HYTREM-A Hybrid Text-Retrieval Machine for Large Databases

  • Authors:
  • Dik Lun Lee;Frederick H. Lochovsky

  • Affiliations:
  • Ohio State Univ., Columbus;Univ. of Toronto, Toronto, Canada

  • Venue:
  • IEEE Transactions on Computers
  • Year:
  • 1990

Quantified Score

Hi-index 14.98

Visualization

Abstract

The design of a text-retrieval machine, called HYTREM (hybrid text-retrieval machine), for the support of large unformatted text databases is described. A signature file is used as an access method to reduce the amount of data that need to be searched directly. Therefore, HYTREM consists of two major subsystems: a signature processor and a text processor. The signature processor is based on a world-parallel, bit-serial organization which is faster, more efficient, and more flexible than a word-serial, bit-parallel organization proposed by S.R. Ahuja and C.S. Roberts (1980). The text processor, called ALTEP (associative linear text processor), is a linear array of logic cells capable of matching regular expressions at a much higher speed than that of previous designs.
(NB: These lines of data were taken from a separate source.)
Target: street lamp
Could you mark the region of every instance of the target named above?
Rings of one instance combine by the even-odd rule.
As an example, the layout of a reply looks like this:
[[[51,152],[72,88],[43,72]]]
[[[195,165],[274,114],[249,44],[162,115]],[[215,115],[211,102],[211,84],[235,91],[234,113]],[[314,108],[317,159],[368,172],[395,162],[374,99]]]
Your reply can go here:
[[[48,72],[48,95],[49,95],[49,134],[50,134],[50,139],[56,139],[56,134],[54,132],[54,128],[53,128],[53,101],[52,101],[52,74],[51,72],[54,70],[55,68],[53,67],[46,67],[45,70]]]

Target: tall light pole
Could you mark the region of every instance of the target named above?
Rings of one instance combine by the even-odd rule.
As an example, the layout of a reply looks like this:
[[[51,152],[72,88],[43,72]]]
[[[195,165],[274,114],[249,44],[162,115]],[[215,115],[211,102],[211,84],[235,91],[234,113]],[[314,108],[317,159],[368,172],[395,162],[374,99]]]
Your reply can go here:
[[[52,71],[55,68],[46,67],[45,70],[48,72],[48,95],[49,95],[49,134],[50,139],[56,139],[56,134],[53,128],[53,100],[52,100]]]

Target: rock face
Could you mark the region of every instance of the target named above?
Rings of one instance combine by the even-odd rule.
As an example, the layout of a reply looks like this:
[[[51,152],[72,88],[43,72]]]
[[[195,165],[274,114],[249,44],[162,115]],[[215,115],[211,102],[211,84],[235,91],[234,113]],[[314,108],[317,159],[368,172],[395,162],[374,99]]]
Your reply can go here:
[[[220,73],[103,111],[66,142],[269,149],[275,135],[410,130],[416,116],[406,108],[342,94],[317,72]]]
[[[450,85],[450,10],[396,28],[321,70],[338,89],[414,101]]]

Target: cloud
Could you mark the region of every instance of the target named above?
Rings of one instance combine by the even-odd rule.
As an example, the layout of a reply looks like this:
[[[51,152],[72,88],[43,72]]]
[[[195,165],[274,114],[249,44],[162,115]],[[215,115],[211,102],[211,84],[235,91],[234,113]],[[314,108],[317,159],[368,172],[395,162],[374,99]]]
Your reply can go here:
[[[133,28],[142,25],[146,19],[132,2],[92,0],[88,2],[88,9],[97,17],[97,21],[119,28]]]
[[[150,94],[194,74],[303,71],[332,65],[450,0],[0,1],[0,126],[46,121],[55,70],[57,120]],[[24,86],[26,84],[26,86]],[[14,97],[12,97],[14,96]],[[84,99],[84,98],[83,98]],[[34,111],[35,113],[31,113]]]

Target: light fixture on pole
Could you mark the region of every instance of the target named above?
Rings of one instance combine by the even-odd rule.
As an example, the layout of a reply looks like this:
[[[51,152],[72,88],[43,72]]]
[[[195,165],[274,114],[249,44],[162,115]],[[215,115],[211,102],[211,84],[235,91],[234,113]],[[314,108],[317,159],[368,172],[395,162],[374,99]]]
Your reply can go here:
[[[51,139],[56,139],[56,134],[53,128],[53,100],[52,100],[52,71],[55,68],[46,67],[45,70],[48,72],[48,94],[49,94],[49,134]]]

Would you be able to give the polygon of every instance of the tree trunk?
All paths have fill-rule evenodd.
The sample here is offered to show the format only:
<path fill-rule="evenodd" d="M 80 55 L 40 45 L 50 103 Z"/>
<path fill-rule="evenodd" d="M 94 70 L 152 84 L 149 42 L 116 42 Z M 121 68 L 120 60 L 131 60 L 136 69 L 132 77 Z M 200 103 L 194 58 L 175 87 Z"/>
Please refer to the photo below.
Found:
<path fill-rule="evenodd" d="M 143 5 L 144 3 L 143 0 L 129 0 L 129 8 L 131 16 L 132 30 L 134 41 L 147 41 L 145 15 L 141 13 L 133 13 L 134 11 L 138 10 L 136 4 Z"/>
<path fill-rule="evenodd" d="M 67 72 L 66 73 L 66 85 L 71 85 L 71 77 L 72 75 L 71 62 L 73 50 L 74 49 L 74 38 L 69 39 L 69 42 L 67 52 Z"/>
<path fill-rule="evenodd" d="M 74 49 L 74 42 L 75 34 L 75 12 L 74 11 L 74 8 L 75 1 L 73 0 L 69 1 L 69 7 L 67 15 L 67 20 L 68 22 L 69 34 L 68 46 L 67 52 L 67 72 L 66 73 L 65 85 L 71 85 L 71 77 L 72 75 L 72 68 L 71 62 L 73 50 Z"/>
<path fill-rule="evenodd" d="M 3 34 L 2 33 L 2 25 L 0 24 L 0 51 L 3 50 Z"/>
Since both the signature processor and ALTEP are highly parallel processors, a high-speed multiple-response resolver is provided to facilitate data transfer between the processors and the controllers over a single common bus. Issues about th design of a cost-effective mass-storage system are also discussed. Performance and implementation issues for HYTREM are discussed.